Water filters 9/5/08

Water filters 
Some of the elders wonder why we are so concerned about the water filters and keeping the filters changed on schedule. They look at the water coming out of their kitchen faucet or shower and think, it looks OK to me. Well, let me introduce you to the Pentek triple filter unit under our sink.

It contains the most advanced kitchen filter system the Church could make available to us here in Russia. The unit to the right is under the kitchen sink. The white tube comes from a saddle-fitting on the cold water pipe connected to the kitchen faucet. The water is first filtered through a cellulose filter to remove the gross debris. The water then passes through a .5 micron membrane and charcoal filter and on to the final stage, the GAC-10 granular activated carbon filter cartridge. When it come out of the filtered water faucet at our sink, it is more pure than glacial water, more clean than a mountain stream, more, well, it's really clean.

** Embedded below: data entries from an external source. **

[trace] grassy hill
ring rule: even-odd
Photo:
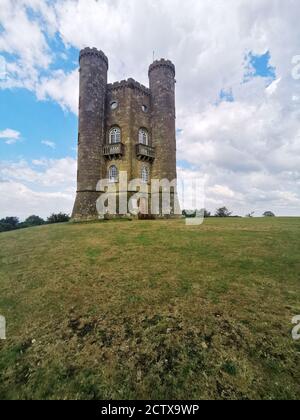
[[[299,398],[300,219],[0,234],[0,398]]]

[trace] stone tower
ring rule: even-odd
[[[104,170],[108,59],[96,49],[80,52],[77,196],[75,219],[96,216],[96,185]]]
[[[134,193],[121,190],[122,172],[128,181],[141,179],[149,187],[153,179],[176,179],[175,66],[163,59],[152,63],[147,88],[133,79],[107,84],[108,59],[95,48],[82,50],[79,61],[78,175],[72,217],[88,220],[98,217],[100,179],[109,179],[118,186],[118,194],[128,198]],[[150,214],[151,194],[148,207]]]

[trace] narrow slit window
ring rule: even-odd
[[[145,184],[148,184],[149,182],[149,168],[147,168],[146,166],[142,167],[142,182],[144,182]]]

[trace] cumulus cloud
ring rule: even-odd
[[[30,2],[1,0],[0,50],[17,55],[27,66],[47,67],[50,50],[43,28],[38,21],[29,18],[25,6],[29,7]]]
[[[6,128],[0,131],[0,139],[4,140],[6,144],[14,144],[21,139],[21,133],[11,128]]]
[[[154,51],[176,64],[179,173],[205,178],[207,206],[299,214],[299,19],[295,0],[2,0],[0,87],[76,114],[78,69],[53,70],[50,41],[105,51],[110,81],[147,84]]]
[[[67,214],[72,210],[72,194],[35,191],[20,182],[0,181],[0,194],[0,217],[13,215],[24,220],[29,215],[36,214],[47,218],[58,210]]]
[[[71,73],[57,70],[50,77],[42,77],[36,93],[38,99],[52,99],[61,105],[64,110],[77,114],[79,98],[78,70],[76,69]]]
[[[0,218],[52,212],[71,213],[76,191],[76,161],[72,158],[0,162]]]

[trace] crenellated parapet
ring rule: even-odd
[[[176,71],[175,71],[175,66],[174,66],[174,64],[172,63],[172,61],[170,61],[170,60],[165,60],[164,58],[162,58],[161,60],[156,60],[156,61],[154,61],[151,65],[150,65],[150,67],[149,67],[149,75],[150,75],[150,73],[154,70],[154,69],[156,69],[156,68],[158,68],[158,67],[166,67],[166,68],[169,68],[173,73],[174,73],[174,77],[175,77],[175,73],[176,73]]]
[[[150,89],[134,79],[121,80],[120,82],[110,83],[107,85],[108,91],[121,90],[125,88],[134,89],[144,95],[150,96]]]
[[[83,57],[101,58],[105,62],[108,69],[108,58],[106,57],[103,51],[97,50],[97,48],[84,48],[83,50],[80,51],[79,62]]]

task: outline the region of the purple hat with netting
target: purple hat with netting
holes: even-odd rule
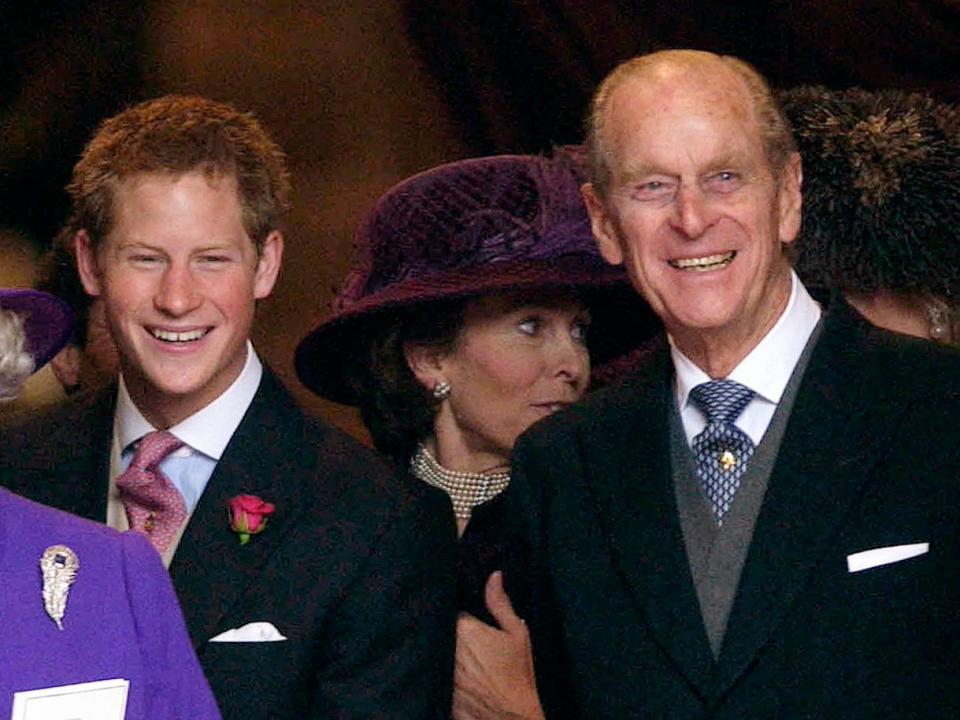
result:
[[[338,402],[367,321],[390,312],[482,293],[570,289],[593,317],[595,362],[649,336],[656,321],[621,267],[597,250],[580,184],[583,150],[551,157],[500,155],[441,165],[389,190],[357,233],[358,259],[332,313],[301,341],[297,375]]]
[[[29,288],[0,288],[0,310],[17,313],[27,336],[26,350],[39,370],[70,340],[73,311],[60,298]]]

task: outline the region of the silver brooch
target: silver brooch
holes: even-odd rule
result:
[[[67,595],[77,577],[80,561],[66,545],[51,545],[40,556],[43,573],[43,607],[57,627],[63,630],[63,615],[67,611]]]

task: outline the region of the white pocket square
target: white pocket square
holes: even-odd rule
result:
[[[210,642],[278,642],[286,639],[273,623],[252,622],[214,635]]]
[[[889,565],[901,560],[909,560],[928,552],[930,552],[930,543],[925,542],[864,550],[863,552],[853,553],[853,555],[847,555],[847,570],[852,573],[860,572],[879,565]]]

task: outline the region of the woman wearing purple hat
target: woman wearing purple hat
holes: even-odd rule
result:
[[[360,227],[333,314],[297,349],[307,387],[358,406],[380,451],[450,496],[461,607],[488,621],[458,624],[459,718],[542,715],[498,499],[514,442],[583,395],[591,360],[655,328],[596,250],[578,168],[566,149],[463,160],[400,183]]]
[[[52,295],[0,289],[0,395],[16,397],[72,322]],[[170,579],[142,536],[0,488],[0,578],[0,717],[220,717]]]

The next picture is the unit as I am changing the filters. We change the cellulose filter, #1, about every 4-6 weeks, depending on how the flow it. A weak stream indicates a blockage and some intervention is necessary. Sometimes it requires only a sort of roto-rooter approach to clean out the tube. Some times a more drastic intervention is necessary to get the stream flowing again normally, and everyone wants a good stream, right?

To change one of the filters, you must first turn off the water leading to the unit, otherwise your downstairs neighbor will need an umbrella. Then you turn on the filtered faucet and relieve the pressure. To remove the old filter, you have to rotate the filter housing (one of those white canisters) counter-clockwise until the threads release. It takes about 7 full turns. Now you have to be careful because the canister is full of water, along with the filter. In this picture, I am taking a firm hold on the unit and preparing to rotate the first, or #1, filter housing. (actually, I'm taking the picture with the other hand and I just said that to illustrate what I WOULD have done if I were actually going to change the filter)

With the number # filter canister off, I check to be sure the o-ring is in good shape and not sagging or caught in the threads. A sagging o-ring can cause you a lot of trouble, including water where you don't want it. Remove the filter and place it in the sink. Do not handle it because it is covered with the stuff you wanted to get out of your water including garden variety dirt, rust, other metals, bacteria, Giardia, and other stuff too large to pass through. The replacement goes into the canister and it is screwed into the housing.

This is a cellulose #1 filter that was used 6 weeks on the right next to a new one ready for installation. Pretty dramatic huh. This picture doesn't do it justice. It was as orange as a pumpkin with who knows what, but surely a lot of rust and other metals. The next day I also changed the # 2, center, filter to improve flow.

I sure am glad that we have these filters. I would hate to think of this stuff going into my body every day. What looks clean is often an illusion and I am showing this picture to all of our elder. They need to see why we drink filtered water.